Nel 1894 l'Ufficio d'Igiene viene fornito degli apparecchi necessari per effettuare l'esame chimico delle derrate alimentari.
L'anno dopo si provvede ad un « miglior sistema di lavatoi pubblici, con visioni in più truogoli, al fine di evitare la lavatura dei panni che, al presente, fa in comunione, col possibile danno di comunicare certe gravi malattie" ».
Viene aumentato, nel bilancio di previsione del 1898, lo stanziamento di spesa di £.1.423 per il mantenimento dei lebbrosi di Sanremo.
Nell'anno 1900 il Consiglio del 24 agosto approva l'inserimento nel Regolamento d'igiene, del seguente nuovo articolo: « Nel perimetro della Città, che si estende dal mare all'altezza del Santuario dell'Assunta, e dal torrente Val d'olivi al torrente Bernardo, è vietato di sbattere, per ispolverarli, i tappeti e gli altri oggetti d'arredamento delle locande, ville e case d'abitazione, tranne in quelle località che verranno di volta in volta designate dal Sindaco, sentito il parere, per iscritto, dell'Ufficiale sanitario ».
Agli inizi del nuovo secolo le condizioni della città potevano a ragione ritenersi molto migliorate.
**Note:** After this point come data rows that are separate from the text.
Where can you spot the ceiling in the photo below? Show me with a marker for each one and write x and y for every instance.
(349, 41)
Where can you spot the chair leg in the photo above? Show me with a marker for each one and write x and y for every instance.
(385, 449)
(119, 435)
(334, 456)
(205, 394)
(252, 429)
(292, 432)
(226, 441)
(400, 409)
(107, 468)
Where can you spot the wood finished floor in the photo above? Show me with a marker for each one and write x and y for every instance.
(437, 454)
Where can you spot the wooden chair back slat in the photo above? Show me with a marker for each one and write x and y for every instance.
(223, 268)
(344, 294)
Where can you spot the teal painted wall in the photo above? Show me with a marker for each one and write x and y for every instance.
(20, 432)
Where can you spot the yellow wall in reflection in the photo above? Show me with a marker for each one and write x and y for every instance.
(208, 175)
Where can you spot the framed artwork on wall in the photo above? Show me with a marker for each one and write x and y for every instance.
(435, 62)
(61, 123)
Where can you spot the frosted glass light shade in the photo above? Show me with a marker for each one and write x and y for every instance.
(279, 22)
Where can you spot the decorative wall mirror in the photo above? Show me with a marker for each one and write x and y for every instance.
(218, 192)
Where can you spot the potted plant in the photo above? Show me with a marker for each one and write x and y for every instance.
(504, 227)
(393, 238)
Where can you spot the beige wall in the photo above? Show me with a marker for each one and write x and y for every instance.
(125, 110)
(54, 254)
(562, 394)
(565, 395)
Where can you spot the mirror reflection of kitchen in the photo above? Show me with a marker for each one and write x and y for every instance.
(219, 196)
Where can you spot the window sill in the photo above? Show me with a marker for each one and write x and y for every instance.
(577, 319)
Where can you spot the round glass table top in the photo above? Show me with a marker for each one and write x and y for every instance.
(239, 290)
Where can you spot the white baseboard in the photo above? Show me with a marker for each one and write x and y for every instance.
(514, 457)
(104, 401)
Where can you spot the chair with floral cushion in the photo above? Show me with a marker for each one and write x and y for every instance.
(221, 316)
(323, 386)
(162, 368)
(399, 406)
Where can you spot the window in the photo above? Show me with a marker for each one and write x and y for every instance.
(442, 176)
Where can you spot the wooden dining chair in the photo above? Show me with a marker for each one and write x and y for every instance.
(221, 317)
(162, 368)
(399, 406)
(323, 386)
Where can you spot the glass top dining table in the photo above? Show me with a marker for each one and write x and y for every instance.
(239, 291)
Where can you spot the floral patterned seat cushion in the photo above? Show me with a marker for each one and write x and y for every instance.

Le misure adottate dal consiglio, le sanzioni amministrative varate dalla giunta, le azioni del corpo di polizia urbana, nonché un'evoluzione delle abitudini igieniche dei sanremesi avevano fatto scomparire le immondizie anche dai cortili e dalle strade secondarie.
La Sanremo della Belle Époque era ormai una stazione turistica d'avanguardia, in cui lo "spazzamento" delle vie era in gran parte meccanicizzato e in cui il servizio di "annaffiamento" delle strade era puntuale ed efficiente, grazie alla quantità d'acqua potabile ora disponibile grazie al nuovo Acquedotto Marsaglia. Questo versante della questione igienica era stato insomma parzialmente risolto.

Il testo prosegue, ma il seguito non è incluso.